Column: It’s time to end fracking

Oil+drilling+can+be+deadly+for+the+earth+and+people.+Although+there+has+been+legislation+introduced+to+Congress+to+create+a+buffer+zone+in+communities%2C+no+laws+have+been+passed.

Photo credit: Niehs.nih.gov

Oil drilling can be deadly for the earth and people. Although there has been legislation introduced to Congress to create a buffer zone in communities, no laws have been passed.

By Norah Adler, Columnist

The year is 1933. President Franklin Roosevelt has just taken office. After fighting the Great Depression for years, things are finally looking up. People are happy, money is circulating and Billie Holiday’s distinct voice is on every radio station across America. 

However, as the United States started to thrive, President Roosevelt created two agencies named the Federal Home Loan Bank Board and the Home Owners Loan Corporation (HOLC). The HOLC’s purpose was to create maps that outline wealth in major cities that were to be used by banks, real estate professionals and appraisers to assess risks of losing money. 

Looking at cities on a map, the HOLC outlined different neighborhoods using an A through D rating based on the economic desirability of the neighborhood, and the D level neighborhoods were outlined in red, which became known as redlining. HOLC used redlining to control and sustain racial and economic segregation within the cities. Black and immigrant neighborhoods were typically given a D rating, indicating a “hazardous” risk of losing money. 
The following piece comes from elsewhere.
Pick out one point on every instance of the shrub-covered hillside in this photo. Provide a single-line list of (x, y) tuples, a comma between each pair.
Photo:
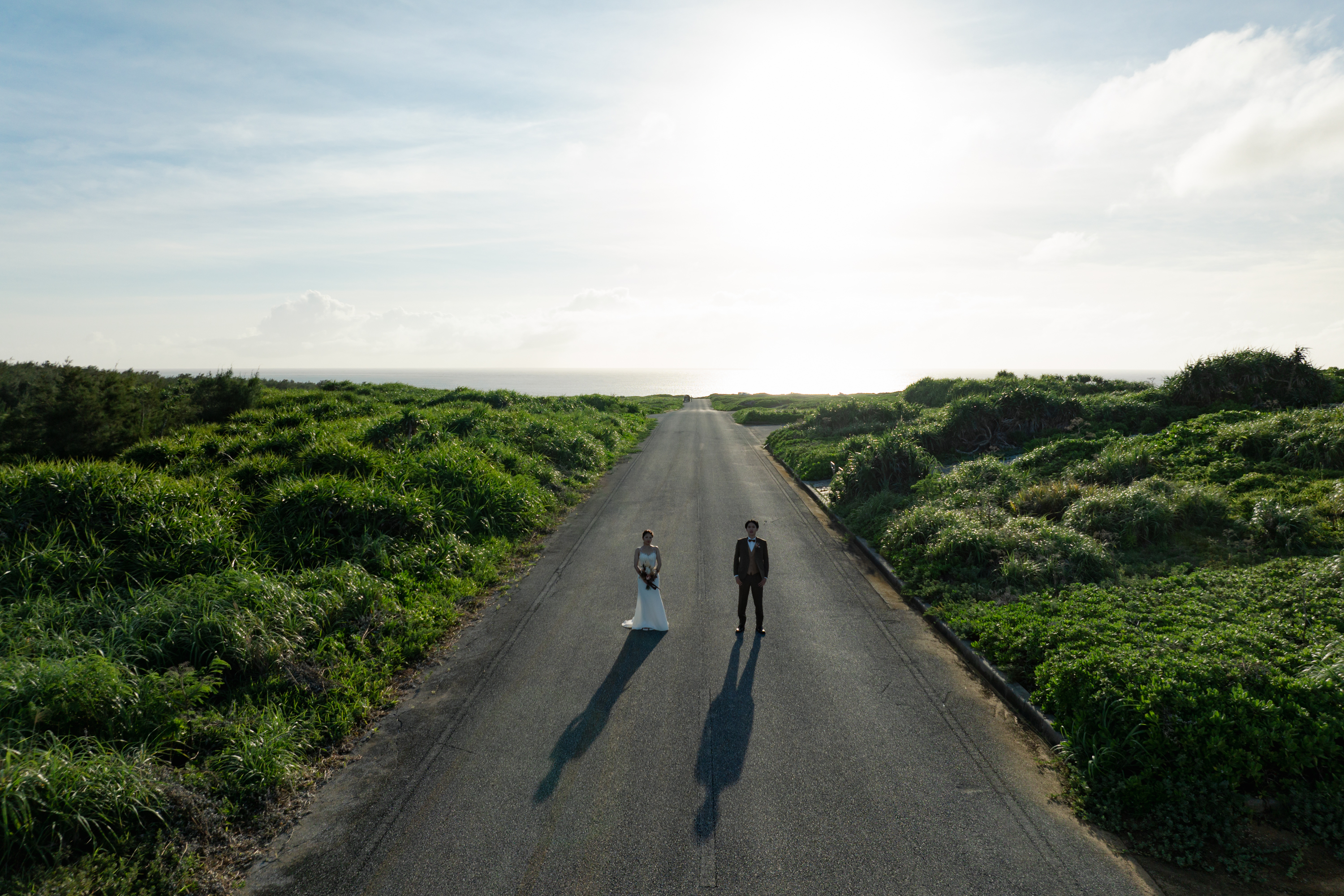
[(61, 410), (186, 625), (1159, 566)]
Once a neighborhood is redlined, it can have detrimental effects on the community’s economy. In Los Angeles, for example, LA’s famous freeways were used to make the level D neighborhoods less desirable. As a result, in Boyle Heights, 10,000 people were displaced, interrupting communities and reducing housing stock which was  the beginning of the housing crisis that we still face in LA. 
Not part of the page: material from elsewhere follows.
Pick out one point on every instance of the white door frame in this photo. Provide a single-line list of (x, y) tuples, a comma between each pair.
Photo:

In 2021, neighborhoods that had lower grades still face the consequences. A study published in the Multidisciplinary Digital Publishing Institute showed that neighborhoods with historically lower ratings were significantly hotter, anywhere from five degrees to 12 degrees warmer in the summer than their affluent neighbors. This is partly due to the lack of trees to provide shade and asphalt that traps heat. In redlined neighborhoods, 12% of a neighborhood is covered with green space compared to the 42% in its White counterparts. 

Redlining destroys the economic value of neighborhoods, specifically BIPOC neighborhoods that had lower ratings. In Gilpin, a neighborhood in Richmond, Virginia, for example, which was known as the “Black Wall Street” at the time, property value decreased and mortgages became increasingly difficult to get, and the community sunk into poverty. In the 1940s, Richmond embarked on the “slum clearance” project where they replaced lots with Richmond’s first segregated public housing project. In the 1950s, a freeway was put in, which further isolated the community.

In Richmond, the appraisers from the HOLC would automatically redline every Black neighborhood. Some neighborhoods were even given lower ratings because “Black families sometimes walked through”(Digital Scholarship Lab). In contrast, White neighborhoods were labeled A for the “respectable” neighbors and fancy homes. Redlined neighborhoods became targets for city planners to build undesirable infrastructure like fracking and oil drilling sites. 

Fracking and oil drilling sites aren’t only bad for the environment, but for the people living in them. According to STAND-LA, “580,000 Angelenos currently live less than a quarter mile from an active oil well”. Toxic waste from those wells seep into their water sources and air, leaving damaging effects on the community. In 2010, South Los Angeles “had one of the highest asthma emergency visit and hospitalization rates in the county. In comparison, the Westside had the lowest asthma emergency visit and hospitalization rates”. Esri published a study that showed that “more than 71% of Latinos live in areas with the most polluted air” in Los Angeles. 

On average, residents of neighborhoods near fracking and oil drilling sites live 12 years less than their wealthy neighbors, and “certain sections of census tract groups suffer some of the highest rates of cardiovascular disease, asthma, and low birth weight babies in all of California.

These figures should scare you. It should scare all of us. As Angelenos, and ethical and moral people, we must come together to support communities that are trying to change their living situations.

 STAND-LA, an environmental justice coalition, helps protect communities that are vulnerable to oil drilling.  They recommend contacting local officials and telling them about our concerns on neighborhood drilling. Children, teens, adults, and elder alike suffer health consequences from big companies’ and officials’ inaction. 

According to the Digital Scholarship Lab at the University of Richmond, “scholars have characterized HOLC’s property assessment and risk management practices, as well as those of the Federal Housing Administration, Veterans Administration, and US. Housing Authority, as some of the most important factors in preserving racial segregation, intergenerational poverty, and the continued wealth gap between white Americans and most other groups in the U.S.” 

 Racial justice coincides with environmental justice. Please register to vote.